Analog zu der zwei Jahre zuvor erschienen WM-Klassikersammlung veröffentlichte die "BILD am Sonntag" zusammen mit dem Sammelserien-Spezialisten DeAgostini im Vorfeld der Fußball-Europameisterschaft 2008 eine 40 Ausgaben umfassende Reihe, die große Partien der deutschen Elf bei europäischen Turnieren sowie einige Klassiker ohne deutsche Beteiligung in nicht-chronologischer Reihenfolge enthielt. Allen Scheiben war ein Begleitheft mit weiterführenden Informationen über Vorgeschichte, Hintergründe sowie statistischen Elementen wie Aufstellungen etc. beigefügt.
Die Fußball-Europameisterschaft 1992 ist eigentlich nur durch den Sensationsieger, das für das wegen des Balkankriegs gesperrte Jugoslawien nachnominierte Dänemark, im Gedächtnis gebleiben. Sportlich gab es in den kleinen schwedischen Stadien fast ausschließlich Magerkost zu sehen, wobei sich der englischen Nationalspieler David Platt glatt zu der Aussage "Wenn die Zuschauer Unterhaltung wollen, dann sind sie hier falsch" hinreißen ließ. Auch der amtierene Weltmeister Deutschland würgte sich durch die Vorrunde und kam nicht einmal aus eigener Kraft bis in dieses am 21. Juni im Stockholmer Råsundastadion gespielte Halbfinale gegen den Gastgeber, der sich mit teilweise begeisternden Vorstellungen als Gruppensieger qualifiziert hatte.

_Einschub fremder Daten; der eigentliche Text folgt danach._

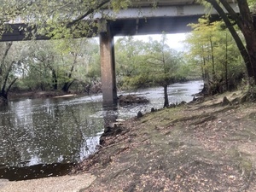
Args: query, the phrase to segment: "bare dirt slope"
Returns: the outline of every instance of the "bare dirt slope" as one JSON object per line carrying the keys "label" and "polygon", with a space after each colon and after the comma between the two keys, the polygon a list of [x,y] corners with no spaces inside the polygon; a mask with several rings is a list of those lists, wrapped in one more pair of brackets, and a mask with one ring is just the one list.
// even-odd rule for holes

Hier zeigte das mit noch acht Weltmeistern spielende deutsche Team dann seine beste Turnierleistung, gerade Thomas Häßler und Matthias Sammer spielten groß auf. Lange Zeit hatte man die Schweden sicher im Griff, das Endergebnis täuscht aufgrund eines unberechtigt gegebenen Elfmeters und des nach einem Illgner-Blackout in der Schlussminute der Partie gefallenen kuriosen Anschlusstreffers etwas über den tatsächlichen Ereignisverlauf hinweg. Zu harmlos die schwedischen Angriffe über die Superstars Brolin und Dahlin und zu abgeklärt auf der anderen Seite Karlheinz Riedle. Von daher: ein hochverdienter Finaleinzug!
Das von schweren Hooliganattacken geplagte Turnier hatte auch seine nett-kuriosen Seiten, gerade die farbenfreudigen Bekleidungsstücke beider Torhüter sowie das scheußliche lila-gelbe Pastelljackenungetüm von Bundestrainer Berti Vogts zeugen davon. Dazu ein sehr ordentliches Spiel mit fünf Toren in passabler Bild- und Tonqualität - was will man mehr? Wieder einmal schmerzlich vermisst. Archivmaterial in Form von Interviews, Halbzeitanalysen oder Vorberichterstattungen, wie das noch bei der WM-Klassikersammlung zum Standard gehörte. Auch der Doppelkommentar von Gerd Rubenbauer und Karl-Heinz Rummenigge ist stellenweise arg gewöhnungsbedürftig. Somit die zweithöchste Wertung.